CEUS was performed before the treatment to check nodule vascularization and exact dimensions. 3D US acquisitions were preformed both regarding CEUS and also regarding conventional B-Mode acquisitions in order to acquire the volume for volumetric measurements and  in order to use the pre-treatment volume during the US guidance of the RFA tool. Especially during the gas out phase of the thermal ablation treatment, the real-time fusion imaging of the pre-treatment 3D acquisition was used for visual control of the area already treated with respect to the nodule area still to be treated.

 

The Virtual Biopsy needle tip virtual visualization was used in order to help the operator during the moving shot technique (Fig. 5) so that he/she is able to move frequently the RFA electrode tip securely also during the gas out phase of the treated tissues.
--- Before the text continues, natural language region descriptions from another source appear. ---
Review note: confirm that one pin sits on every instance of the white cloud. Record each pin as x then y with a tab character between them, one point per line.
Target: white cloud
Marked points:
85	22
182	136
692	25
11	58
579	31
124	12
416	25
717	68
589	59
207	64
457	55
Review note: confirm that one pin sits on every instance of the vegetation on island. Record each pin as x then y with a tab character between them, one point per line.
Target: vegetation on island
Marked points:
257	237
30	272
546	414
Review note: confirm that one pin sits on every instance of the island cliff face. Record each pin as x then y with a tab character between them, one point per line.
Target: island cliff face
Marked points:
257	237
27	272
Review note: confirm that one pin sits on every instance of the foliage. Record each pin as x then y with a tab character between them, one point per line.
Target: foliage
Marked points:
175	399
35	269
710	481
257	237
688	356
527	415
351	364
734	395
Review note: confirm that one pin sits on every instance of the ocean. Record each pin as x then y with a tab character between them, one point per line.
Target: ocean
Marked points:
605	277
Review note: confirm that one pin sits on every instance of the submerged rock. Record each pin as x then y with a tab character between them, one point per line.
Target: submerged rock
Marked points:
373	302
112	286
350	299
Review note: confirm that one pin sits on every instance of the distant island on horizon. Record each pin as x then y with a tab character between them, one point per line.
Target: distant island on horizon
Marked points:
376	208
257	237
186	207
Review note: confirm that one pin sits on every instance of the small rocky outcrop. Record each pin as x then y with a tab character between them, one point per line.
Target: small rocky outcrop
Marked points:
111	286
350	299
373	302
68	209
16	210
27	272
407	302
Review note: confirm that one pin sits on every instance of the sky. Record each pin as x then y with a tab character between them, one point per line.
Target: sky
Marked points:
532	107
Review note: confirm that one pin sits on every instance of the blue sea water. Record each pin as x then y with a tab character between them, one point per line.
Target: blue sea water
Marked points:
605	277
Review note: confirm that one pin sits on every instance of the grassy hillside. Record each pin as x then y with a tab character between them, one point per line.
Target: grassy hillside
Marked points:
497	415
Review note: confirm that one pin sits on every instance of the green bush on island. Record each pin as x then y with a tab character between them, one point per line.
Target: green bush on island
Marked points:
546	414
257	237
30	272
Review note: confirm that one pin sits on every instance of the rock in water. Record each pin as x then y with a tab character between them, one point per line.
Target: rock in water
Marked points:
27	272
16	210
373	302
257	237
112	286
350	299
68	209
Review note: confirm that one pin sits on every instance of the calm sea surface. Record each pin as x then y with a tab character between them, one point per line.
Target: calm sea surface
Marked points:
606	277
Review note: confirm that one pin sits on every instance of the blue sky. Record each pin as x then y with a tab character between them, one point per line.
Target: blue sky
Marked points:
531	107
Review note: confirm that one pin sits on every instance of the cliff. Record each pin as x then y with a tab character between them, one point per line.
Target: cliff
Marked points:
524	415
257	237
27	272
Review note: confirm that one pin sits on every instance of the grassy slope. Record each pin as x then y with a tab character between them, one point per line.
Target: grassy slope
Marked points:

The gas out creates a physical limit for the US propagation which did not allow the operator to clearly see directly the real electrode tip, therefore relying mostly only on its virtual representation offered by the Virtual Biopsy technology.

 

After the treatment, the nodule was re-acquired with the 3D probe in three 3 patients and with the 3D Pan technology on 2 patients, in order to compare the volume of the nodule before and after the RFA treatment. This procedure was performed in B-Mode modality and also with CEUS (Fig. 6).